The comparison between the three-dimensional structure predicted for BPA-Apt-3 and that of BPA-Apt-5 shows the presence of the same stem, formed by the 5’-GGA and 3’-TCC, and a differently long loop containing a common AGCGT sequence in both the folded aptamers. These two works confirm that SELEX alone is unsatisfactory for obtaining an efficient and cost-effective aptamer. Therefore, further studies are necessary to identify the exact binding mode of BPA to its aptamers and/or to the shortened aptamer derivatives as well as the secondary structures adopted in solution by the aptamer(s) alone and in the BPA–aptamer complex(es). Indeed, only a few studies reported the molecular modeling of aptamers and their BPA complexes [44,45], whereas in most cases, the stem-loop aptamer structures have been derived based on predictive DNA programs, and only in few cases they were confirmed by circular dichroism analysis. Notably, some authors mentioned the ability of BPA to induce the folding of BPA-Apt-2 (Table 1) into G-quadruplex(s) [47,48,49,50], although this hypothesis requires further experimental evidence.

So far, aptamer-based biosensors have not been applied to an extensive monitoring of the levels of BPA in food samples. However, several authors reported the designs of various kinds of aptasensors to be specifically used in the detection of BPA in food samples. After their construction, all the aptasensors were tested to verify their feasibility in the analysis of real samples. All foods used in the applicability tests were liquids, mostly tap or mineralized water [45,49,51,52,53,54,55,56,57,58,59,60,61], followed by milk and fruit juices [47,53,59,60,62,63] and red wine samples [64]. Either no treatment (water samples) or just a quick pre-treatment of samples was necessary. Fruit juices were filtered to remove any residues of solid particles. Milk samples required a slightly time-consuming pre-treatment to eliminate fats by centrifugation and to eliminate proteins by precipitation and further centrifugation. Mirzajani et al. [65] analyzed two different brands of canned food (green beans and sweet peas), but they carried out the experiments only on the liquid portion of the cans. However, studies in the literature demonstrated that, when canned foods are analyzed, the BPA concentrations are higher in the solid portion than those detected in the liquid portion [33,66]. Especially in the case of canned seafoods, this should be considered in relation to the high probability of contamination due to the ingestion of microplastics by fish in the marine environment [6,8,9]. At last, Lee et al. [67] investigated the application of their colorimetric aptasensor directly on grains of commercially available steamed rice pre-treated with a solution of BPA.

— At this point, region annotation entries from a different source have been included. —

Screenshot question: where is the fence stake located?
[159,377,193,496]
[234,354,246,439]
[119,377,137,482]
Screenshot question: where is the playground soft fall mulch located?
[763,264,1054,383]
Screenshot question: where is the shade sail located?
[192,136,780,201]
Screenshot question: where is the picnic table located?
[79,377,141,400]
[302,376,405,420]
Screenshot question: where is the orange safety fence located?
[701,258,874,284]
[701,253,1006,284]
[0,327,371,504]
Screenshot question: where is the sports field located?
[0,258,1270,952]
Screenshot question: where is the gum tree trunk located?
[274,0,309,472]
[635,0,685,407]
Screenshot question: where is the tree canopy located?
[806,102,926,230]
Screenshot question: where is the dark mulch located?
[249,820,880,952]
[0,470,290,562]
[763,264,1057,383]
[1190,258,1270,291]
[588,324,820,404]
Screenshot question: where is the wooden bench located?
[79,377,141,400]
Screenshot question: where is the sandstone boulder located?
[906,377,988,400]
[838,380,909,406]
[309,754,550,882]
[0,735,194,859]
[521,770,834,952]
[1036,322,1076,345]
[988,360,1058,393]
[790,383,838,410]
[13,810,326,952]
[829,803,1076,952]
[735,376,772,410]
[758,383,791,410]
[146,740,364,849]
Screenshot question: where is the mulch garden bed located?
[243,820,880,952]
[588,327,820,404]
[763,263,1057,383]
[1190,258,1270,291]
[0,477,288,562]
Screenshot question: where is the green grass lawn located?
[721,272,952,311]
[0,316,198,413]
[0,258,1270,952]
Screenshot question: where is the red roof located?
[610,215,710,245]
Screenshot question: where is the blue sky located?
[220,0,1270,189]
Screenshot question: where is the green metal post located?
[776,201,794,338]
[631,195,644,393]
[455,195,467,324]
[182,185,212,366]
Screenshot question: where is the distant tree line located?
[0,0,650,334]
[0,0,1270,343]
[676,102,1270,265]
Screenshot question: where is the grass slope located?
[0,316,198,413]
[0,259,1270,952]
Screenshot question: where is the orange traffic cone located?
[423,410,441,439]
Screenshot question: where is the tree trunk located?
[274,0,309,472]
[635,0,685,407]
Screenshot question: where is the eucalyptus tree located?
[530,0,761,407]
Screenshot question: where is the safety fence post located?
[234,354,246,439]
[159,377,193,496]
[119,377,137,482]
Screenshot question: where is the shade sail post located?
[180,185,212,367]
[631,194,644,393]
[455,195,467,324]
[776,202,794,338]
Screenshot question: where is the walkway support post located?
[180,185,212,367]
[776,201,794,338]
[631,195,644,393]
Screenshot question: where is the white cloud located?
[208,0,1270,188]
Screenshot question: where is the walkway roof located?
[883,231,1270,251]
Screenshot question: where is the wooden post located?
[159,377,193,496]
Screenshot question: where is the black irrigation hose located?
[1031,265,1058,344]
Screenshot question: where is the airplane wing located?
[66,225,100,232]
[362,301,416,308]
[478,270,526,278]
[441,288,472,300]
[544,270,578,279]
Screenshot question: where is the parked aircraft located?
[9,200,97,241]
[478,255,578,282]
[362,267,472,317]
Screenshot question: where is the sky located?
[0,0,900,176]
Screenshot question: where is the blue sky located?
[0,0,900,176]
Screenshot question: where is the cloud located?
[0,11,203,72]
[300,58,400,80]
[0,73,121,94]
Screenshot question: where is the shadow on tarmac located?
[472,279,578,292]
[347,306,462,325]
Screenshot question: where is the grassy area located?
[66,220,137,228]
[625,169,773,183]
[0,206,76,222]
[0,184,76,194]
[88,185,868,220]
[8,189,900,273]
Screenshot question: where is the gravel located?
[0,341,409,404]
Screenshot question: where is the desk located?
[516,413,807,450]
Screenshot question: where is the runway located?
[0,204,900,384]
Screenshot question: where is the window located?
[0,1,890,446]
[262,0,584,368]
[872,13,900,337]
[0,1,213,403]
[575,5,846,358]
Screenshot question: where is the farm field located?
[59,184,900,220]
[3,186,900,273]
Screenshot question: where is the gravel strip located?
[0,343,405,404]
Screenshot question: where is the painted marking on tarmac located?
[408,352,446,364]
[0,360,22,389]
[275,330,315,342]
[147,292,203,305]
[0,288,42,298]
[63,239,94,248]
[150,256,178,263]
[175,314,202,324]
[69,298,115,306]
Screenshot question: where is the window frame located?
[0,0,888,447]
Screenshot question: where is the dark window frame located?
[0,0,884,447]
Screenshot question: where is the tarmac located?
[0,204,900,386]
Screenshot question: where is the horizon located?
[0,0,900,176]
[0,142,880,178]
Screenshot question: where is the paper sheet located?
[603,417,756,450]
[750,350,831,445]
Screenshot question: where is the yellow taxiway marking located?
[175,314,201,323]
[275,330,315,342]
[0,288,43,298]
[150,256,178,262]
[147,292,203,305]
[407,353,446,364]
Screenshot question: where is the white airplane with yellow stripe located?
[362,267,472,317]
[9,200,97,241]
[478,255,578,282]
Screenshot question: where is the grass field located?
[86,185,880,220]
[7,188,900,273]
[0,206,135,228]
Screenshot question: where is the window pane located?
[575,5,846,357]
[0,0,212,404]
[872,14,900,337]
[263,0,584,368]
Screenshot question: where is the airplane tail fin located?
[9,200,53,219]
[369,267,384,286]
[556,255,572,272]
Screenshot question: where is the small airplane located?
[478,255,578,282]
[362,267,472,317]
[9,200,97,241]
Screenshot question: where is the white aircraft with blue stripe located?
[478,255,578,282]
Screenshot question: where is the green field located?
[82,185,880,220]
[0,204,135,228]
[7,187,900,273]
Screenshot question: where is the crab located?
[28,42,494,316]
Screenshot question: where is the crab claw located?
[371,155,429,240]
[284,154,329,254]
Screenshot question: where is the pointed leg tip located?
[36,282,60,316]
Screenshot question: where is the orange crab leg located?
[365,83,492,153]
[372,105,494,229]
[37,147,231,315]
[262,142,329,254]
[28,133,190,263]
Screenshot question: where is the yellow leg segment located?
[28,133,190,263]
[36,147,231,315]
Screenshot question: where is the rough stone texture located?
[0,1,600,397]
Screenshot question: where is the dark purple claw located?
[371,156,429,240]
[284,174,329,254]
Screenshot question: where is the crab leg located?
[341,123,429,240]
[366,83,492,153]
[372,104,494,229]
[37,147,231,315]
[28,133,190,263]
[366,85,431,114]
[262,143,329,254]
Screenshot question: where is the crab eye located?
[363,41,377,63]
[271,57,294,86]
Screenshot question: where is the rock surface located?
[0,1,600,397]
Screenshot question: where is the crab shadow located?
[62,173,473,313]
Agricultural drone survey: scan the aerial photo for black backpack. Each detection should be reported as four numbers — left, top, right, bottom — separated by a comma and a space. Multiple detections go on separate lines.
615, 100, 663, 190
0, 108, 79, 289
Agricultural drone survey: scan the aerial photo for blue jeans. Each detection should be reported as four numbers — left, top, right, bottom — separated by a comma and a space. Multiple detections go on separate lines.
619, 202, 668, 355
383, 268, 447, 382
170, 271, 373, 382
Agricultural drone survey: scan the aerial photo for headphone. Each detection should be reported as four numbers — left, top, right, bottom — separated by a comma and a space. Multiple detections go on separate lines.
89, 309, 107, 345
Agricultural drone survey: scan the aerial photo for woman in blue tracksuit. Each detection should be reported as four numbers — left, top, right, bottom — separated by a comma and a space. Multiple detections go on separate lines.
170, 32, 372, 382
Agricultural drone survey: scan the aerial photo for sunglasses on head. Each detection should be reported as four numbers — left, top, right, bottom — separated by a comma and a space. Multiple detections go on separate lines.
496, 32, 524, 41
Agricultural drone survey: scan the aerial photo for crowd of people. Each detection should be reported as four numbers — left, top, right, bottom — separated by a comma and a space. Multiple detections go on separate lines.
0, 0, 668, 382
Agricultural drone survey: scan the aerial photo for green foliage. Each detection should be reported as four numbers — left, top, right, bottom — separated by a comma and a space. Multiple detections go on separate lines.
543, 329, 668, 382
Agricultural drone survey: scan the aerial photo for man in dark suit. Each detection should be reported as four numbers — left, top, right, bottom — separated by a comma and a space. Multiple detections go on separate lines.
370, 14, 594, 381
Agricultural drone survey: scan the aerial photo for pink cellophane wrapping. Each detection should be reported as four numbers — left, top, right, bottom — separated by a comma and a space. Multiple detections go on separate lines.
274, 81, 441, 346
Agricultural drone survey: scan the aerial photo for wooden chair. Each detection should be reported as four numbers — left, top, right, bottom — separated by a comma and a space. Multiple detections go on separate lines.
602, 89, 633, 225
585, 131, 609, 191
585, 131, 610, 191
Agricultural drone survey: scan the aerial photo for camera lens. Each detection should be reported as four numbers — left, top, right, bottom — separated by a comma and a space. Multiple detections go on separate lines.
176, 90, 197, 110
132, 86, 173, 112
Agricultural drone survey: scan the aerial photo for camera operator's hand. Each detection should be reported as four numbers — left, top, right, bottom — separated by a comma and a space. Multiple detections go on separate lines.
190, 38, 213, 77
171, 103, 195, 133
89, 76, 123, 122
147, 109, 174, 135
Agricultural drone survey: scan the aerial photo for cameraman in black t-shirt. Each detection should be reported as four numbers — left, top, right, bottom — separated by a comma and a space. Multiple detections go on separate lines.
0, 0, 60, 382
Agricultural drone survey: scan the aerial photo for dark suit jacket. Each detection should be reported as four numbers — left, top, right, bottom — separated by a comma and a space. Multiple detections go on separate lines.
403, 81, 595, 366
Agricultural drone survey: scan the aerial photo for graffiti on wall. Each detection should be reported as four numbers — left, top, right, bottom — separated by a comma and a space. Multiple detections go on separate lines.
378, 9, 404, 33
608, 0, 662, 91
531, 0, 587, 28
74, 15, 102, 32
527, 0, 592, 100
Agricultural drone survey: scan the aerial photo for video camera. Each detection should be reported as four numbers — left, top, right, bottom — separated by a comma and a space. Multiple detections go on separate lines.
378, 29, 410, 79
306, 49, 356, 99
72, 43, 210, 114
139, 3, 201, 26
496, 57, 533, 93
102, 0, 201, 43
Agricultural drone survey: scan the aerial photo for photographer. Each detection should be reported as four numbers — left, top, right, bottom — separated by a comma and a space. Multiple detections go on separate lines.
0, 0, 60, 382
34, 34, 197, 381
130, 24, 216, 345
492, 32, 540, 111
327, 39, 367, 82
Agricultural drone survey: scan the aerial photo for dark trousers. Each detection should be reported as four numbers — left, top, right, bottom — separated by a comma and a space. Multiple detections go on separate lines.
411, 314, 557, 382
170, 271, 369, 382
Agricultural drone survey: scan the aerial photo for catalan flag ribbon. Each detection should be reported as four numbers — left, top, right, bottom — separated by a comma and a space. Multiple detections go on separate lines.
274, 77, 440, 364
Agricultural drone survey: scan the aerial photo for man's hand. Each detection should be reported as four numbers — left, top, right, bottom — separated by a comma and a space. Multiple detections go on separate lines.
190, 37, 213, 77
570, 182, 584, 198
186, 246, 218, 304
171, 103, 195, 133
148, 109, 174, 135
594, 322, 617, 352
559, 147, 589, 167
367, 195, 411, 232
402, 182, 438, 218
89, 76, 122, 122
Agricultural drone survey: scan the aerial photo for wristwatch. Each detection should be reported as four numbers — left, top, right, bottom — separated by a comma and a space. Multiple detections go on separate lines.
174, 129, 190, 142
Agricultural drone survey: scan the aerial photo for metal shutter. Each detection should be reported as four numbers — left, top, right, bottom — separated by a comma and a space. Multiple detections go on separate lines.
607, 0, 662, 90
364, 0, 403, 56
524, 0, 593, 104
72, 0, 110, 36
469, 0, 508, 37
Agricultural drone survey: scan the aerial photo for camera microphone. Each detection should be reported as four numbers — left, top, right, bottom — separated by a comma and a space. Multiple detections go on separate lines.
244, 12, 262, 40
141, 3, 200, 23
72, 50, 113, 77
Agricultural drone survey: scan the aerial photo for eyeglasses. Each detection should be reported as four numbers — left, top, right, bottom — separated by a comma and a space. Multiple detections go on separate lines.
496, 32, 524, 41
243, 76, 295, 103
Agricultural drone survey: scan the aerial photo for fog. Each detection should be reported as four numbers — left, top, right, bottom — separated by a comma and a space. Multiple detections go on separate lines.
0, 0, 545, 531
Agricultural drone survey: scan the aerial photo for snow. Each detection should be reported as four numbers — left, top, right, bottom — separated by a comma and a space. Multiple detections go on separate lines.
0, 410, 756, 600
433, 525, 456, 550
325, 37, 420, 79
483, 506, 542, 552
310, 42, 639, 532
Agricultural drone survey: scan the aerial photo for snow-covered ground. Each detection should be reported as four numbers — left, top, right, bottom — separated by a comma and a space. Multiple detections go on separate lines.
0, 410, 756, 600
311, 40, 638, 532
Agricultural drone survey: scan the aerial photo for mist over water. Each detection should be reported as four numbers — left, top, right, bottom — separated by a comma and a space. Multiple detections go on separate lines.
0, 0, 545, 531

The limit of detection (LOD) and recovery at different concentrations of BPA were the main performance parameters that the authors evaluated. In addition, the selectivity of each aptasensor was generally assessed vs. possible interferent substances or BPA analogs, including some compounds currently used as substitutes of BPA in plastic manufacturing. In several studies the reproducibility was also measured. Both selectivity and reproducibility proved to be The LODs, estimated mostly using BPA solutions at different concentrations, were generally very low. Jia et al. [45] compared the performance of their aptasensor to other more traditional methods. They showed that the LOD obtained by the aptasensor was generally lower, except for the case of GC–MS and electrochemical methods. Nonetheless, the authors concluded that their detection technique was preferable considering the undoubted advantages offered by the aptasensor, such as a low cost and a simple detection process in addition to a still-high sensitivity.

Generally, aptasensors tested in food samples showed good stability. Only Ye et al. found that their biosensor was not very stable when compared to the LC–MS/MS method, although they suggested that this problem could be overcome by carefully checking the temperature and buffering solution [59].